In the previous two weeks, cow prices have dropped $9-$10 per cwt. Last week, D2s averaged $86.50 and D3s averaged $75.08 per cwt. Slaughter bull prices dropped by $4.75 to average $105.79 per cwt.
Over the span of five weeks, D2 cow prices have moved from their highs in the upper $90s per cwt. to trading within $4.50 per cwt. of their annual low. Dressed bids were reported in the mid $160s per cwt. last week and there have been rumblings that some cows would not be picked up for three weeks.
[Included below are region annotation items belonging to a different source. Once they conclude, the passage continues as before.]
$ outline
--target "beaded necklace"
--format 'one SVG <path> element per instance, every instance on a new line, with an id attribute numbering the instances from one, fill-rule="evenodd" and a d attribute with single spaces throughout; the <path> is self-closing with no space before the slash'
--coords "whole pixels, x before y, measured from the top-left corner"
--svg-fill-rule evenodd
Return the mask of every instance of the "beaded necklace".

On a cash to cash basis, D2 prices two weeks ago were at a $9 per cwt. premium to the U.S. Given the sharp pull-back last week, prices could be around par with the U.S. market.
Lots of heifers
Heifer volumes have been big and continue to make up a larger percentage of the feeder volume. We are starting to see a few yearlings that have been on grass for around 30 days being gathered up and sold on the cash market. Most of the cattle coming off grass are going into feedlots, but a few grass buyers have been picking away and putting them back on pasture.
The largest price decline week over week was on 900 lb. steers and heifers with prices down $3-$4 per cwt., and new annual lows were established.
Over the past 10 years, there have been two years that 900 lb. and heavier steers have established first half lows in June, those being 2011 and 2016. In 2011, prices went from their June lows of $103 per cwt. to $118 per cwt. in the span of six weeks, and in 2016 prices went from their June lows of $153 per cwt. to $166 per cwt. in a six-week span.
With the cost of gains increasing, feedlots could be looking at buying the weight rather than feeding it on. Further downside risk to the heavyweight feeder market remains limited. In Alberta, Ontario buying interest was noted on the heavyweight steer market last week.
On a cash to cash basis, Alberta 550 lb. steers have moved to a $4.50 per cwt. premium to the U.S. market, and Alberta 750 lb. steers have moved to an $11.50 per cwt. premium. This is the largest premium Alberta calves and feeder prices have been to the U.S. this year.
Cutouts stable to lower
In beef trade, U.S. cut-out values were stable to lower last week with Choice down 15 cents to average US$222.10 and Select down $2.45 to average $204.71. Grilling demand typically weakens moving into the summer months, which could keep downward pressure on middle meat prices.
Canadian cut-out values for the week ending May 31 saw AAA up $2.90 to average $290.05 per cwt. and AA up $4.66 per cwt. to average $276.95. The AAA/Choice spread was at -$11.56 per cwt. and the AA/Select spread was at -$5.55 per cwt., steady with the previous week. Seasonally, the AAA/Choice spread typically strengthens in June and July.